# Time Series Forecasting in ML.NET and Azure ML notebooks

In this sample, learn how to run time series forecasting in a Jupyter notebook. We will read in data from a csv file, do some exploratory plots, fit a regression model, and fit a more sophisticated Singular Spectrum Analysis (SSA) forecaster.

## Prerequisites

### Setting up a C# Notebook in Azure Machine Learning

>Note: These instructions only apply if you intend to run this notebook in Azure Machine Learning. You can also run this notebook on your local machine by following the [instructions at the dotnet interactive GitHub repo](https://github.com/dotnet/interactive#how-to-install-net-interactive)

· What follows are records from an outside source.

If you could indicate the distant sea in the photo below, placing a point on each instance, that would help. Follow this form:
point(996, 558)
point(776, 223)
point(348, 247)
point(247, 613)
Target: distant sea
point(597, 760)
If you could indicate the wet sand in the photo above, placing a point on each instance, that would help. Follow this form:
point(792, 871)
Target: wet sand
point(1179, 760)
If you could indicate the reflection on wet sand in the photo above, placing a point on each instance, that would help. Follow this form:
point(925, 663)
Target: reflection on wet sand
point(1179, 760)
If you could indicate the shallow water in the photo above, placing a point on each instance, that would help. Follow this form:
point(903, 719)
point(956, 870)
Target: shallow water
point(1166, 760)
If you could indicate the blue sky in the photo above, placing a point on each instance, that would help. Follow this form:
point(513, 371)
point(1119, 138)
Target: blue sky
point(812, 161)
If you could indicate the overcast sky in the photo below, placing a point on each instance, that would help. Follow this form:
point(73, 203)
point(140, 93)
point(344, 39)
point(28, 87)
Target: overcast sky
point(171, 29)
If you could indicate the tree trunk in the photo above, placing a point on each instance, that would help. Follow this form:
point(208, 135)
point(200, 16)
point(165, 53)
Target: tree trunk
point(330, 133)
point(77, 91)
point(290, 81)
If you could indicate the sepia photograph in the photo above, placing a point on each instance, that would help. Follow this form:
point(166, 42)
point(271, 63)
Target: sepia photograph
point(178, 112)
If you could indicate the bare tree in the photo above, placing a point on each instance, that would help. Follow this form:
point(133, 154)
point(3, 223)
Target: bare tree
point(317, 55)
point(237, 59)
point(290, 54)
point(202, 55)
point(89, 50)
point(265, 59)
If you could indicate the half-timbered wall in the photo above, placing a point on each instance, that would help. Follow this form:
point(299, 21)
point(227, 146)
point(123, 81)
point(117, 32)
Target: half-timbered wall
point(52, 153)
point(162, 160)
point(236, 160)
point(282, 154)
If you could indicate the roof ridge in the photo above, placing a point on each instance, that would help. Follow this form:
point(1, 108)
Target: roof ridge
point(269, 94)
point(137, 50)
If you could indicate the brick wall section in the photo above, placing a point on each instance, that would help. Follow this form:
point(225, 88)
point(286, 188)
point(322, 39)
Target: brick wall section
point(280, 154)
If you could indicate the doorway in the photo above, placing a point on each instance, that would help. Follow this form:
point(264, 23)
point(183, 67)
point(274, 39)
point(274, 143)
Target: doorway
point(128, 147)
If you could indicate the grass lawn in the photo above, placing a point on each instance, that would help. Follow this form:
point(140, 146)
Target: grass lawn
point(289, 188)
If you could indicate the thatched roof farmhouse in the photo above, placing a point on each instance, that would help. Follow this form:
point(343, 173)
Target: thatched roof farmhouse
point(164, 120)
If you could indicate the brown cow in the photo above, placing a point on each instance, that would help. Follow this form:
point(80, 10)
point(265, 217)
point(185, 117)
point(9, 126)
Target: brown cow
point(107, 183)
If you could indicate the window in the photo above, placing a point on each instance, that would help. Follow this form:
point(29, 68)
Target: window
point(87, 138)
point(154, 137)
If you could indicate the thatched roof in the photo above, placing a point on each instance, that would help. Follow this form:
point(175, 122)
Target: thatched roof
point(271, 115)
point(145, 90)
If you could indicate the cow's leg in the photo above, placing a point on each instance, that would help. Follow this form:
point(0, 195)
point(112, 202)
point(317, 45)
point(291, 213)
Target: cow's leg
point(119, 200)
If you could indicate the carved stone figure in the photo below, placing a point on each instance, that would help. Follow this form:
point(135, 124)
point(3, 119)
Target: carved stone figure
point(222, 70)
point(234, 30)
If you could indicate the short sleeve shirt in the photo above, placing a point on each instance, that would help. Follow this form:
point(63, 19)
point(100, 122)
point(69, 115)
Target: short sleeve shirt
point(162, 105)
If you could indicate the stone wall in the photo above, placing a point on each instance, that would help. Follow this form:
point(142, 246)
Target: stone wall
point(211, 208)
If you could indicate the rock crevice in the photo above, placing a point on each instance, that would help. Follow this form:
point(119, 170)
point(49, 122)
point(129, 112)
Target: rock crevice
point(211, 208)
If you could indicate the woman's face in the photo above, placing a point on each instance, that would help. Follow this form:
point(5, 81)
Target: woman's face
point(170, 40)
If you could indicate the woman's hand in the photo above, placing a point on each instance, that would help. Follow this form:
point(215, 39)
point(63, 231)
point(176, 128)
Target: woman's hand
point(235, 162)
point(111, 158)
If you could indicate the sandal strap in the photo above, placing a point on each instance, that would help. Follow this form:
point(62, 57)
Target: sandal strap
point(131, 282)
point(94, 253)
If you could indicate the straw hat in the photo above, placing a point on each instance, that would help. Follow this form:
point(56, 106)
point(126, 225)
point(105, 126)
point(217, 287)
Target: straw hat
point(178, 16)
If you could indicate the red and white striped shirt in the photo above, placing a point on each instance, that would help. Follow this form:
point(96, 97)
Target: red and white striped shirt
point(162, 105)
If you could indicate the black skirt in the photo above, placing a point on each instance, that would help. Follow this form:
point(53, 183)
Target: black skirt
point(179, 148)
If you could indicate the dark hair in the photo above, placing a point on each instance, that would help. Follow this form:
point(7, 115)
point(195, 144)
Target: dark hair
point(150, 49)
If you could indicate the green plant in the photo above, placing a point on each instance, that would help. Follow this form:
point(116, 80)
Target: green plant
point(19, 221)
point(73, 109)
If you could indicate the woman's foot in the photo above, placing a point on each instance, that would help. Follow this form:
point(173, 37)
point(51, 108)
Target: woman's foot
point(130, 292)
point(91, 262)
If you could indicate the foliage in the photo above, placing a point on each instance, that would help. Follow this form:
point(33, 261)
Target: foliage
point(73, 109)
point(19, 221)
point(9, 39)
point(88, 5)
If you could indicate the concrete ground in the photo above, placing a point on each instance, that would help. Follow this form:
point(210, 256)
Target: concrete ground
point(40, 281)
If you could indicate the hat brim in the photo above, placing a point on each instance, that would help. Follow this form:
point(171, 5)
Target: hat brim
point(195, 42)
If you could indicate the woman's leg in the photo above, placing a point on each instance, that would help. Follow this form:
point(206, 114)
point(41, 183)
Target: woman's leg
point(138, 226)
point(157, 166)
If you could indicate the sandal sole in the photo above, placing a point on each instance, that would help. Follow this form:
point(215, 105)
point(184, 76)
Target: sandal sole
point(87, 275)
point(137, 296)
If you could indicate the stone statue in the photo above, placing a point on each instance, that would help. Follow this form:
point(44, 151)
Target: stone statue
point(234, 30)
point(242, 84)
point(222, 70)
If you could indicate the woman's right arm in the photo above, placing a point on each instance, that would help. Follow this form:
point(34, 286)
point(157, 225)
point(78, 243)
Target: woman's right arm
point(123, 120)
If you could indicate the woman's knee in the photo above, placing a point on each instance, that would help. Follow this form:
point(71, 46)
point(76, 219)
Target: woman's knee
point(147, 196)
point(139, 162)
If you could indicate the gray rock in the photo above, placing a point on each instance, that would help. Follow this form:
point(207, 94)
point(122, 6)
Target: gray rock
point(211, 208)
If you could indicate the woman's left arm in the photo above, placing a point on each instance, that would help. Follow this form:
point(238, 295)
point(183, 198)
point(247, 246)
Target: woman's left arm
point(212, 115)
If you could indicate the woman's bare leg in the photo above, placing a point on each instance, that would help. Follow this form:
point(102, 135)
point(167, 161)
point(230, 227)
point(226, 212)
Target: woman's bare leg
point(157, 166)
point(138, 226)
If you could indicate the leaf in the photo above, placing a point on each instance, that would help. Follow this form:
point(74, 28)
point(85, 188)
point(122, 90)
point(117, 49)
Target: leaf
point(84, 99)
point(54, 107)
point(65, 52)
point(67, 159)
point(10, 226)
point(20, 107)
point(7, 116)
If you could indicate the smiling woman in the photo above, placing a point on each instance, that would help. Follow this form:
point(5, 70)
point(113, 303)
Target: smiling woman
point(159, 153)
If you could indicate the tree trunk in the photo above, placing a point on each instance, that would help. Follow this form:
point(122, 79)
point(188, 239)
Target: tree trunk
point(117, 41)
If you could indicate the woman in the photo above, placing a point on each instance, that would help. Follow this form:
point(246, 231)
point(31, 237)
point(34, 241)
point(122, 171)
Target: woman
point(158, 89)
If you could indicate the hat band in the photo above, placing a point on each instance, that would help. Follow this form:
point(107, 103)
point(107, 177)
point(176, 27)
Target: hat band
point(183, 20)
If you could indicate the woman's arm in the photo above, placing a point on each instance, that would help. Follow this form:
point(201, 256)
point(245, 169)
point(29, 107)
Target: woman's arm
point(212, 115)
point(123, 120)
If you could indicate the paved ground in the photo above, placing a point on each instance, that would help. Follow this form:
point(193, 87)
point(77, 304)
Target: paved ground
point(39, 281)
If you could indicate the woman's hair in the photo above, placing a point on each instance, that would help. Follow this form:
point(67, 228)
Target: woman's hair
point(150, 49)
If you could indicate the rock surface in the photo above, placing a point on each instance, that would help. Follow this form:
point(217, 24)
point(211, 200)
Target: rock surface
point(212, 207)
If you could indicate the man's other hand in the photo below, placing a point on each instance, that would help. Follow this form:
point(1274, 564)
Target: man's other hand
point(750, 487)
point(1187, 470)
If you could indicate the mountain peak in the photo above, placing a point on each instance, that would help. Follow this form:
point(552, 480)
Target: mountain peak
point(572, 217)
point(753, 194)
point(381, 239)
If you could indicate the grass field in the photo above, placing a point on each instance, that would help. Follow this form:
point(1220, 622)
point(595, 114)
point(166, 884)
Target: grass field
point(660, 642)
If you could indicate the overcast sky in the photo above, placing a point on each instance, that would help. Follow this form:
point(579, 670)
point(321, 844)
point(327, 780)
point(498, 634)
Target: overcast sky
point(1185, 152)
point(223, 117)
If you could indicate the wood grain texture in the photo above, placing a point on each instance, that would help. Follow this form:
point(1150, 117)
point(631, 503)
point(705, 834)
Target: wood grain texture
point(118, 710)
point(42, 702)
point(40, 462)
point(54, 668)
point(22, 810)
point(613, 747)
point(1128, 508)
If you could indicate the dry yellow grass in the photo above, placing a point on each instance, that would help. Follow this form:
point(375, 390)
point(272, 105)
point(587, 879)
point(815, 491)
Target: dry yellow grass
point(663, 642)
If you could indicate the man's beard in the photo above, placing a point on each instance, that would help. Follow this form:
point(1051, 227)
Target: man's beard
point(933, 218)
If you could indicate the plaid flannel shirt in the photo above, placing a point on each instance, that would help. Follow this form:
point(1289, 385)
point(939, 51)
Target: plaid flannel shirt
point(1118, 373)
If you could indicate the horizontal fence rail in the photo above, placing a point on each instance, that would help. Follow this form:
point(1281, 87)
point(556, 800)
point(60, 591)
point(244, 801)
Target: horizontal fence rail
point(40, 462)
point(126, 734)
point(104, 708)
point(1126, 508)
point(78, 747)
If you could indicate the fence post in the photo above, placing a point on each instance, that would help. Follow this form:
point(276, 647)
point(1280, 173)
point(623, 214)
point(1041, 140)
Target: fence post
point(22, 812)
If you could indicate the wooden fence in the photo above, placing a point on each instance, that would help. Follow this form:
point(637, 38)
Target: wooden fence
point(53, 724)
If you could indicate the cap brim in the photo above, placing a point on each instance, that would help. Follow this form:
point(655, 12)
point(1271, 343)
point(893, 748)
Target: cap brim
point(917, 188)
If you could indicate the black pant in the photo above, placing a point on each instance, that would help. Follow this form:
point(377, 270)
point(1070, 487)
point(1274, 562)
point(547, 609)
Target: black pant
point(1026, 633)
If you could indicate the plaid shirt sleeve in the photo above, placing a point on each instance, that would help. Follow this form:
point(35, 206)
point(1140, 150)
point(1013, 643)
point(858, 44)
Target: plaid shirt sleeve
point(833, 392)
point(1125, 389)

1. Go to ml.azure.com. Select your subscription and machine learning workspace.
1. Open up the "Notebooks" tab on the lefthand side of the page
1. Create a compute instance if you have not already, or select an existing one from the dropdown menu.
1. Open a notebook file with an extension of .ipynb
1. From the dropdown menu in the top right, choose "JupyterLab."
1. Open a new terminal window within JupyterLab.
1. Follow the instructions [here](https://docs.microsoft.com/en-us/dotnet/core/install/linux-package-manager-ubuntu-1604) to register a Microsoft product key and install .NET Core 3.1.
1. Install dotnet interactive by running `dotnet tool install -g --add-source "https://dotnet.myget.org/F/dotnet-try/api/v3/index.json" dotnet-interactive`
1. Create a symlink between the installed location of dotnet interactive and your local bin directory: `sudo ln -s /home/azureuser/.dotnet/tools/dotnet-interactive /usr/local/bin/dotnet-interactive`
1. Set your dotnet root directory: `export DOTNET_ROOT=$(dirname $(realpath $(which dotnet)))`
1. Install the jupyter kernel: `dotnet interactive jupyter install`
1. Verify the installation by doing `jupyter kernelspec list`. You should see ".net-fsharp" and ".net-csharp" listed as kernels.

### Clone this repository

If you are running this notebook in Azure ML integrated notebooks, you will already have the Git command line utility installed. First, go to the correct directory by doing `cd /Users/<user_name>`. Then `git clone git@github.com:gvashishtha/time-series-mlnet.git`. You should then see this notebook in the lefthand side of your screen.

### Install MKL

If you are running ML.NET for the first time on an Ubuntu machine (like Azure Machine Learning notebooks), please [follow these instructions](https://docs.microsoft.com/dotnet/machine-learning/how-to-guides/install-extra-dependencies#linux) to download the required dependencies.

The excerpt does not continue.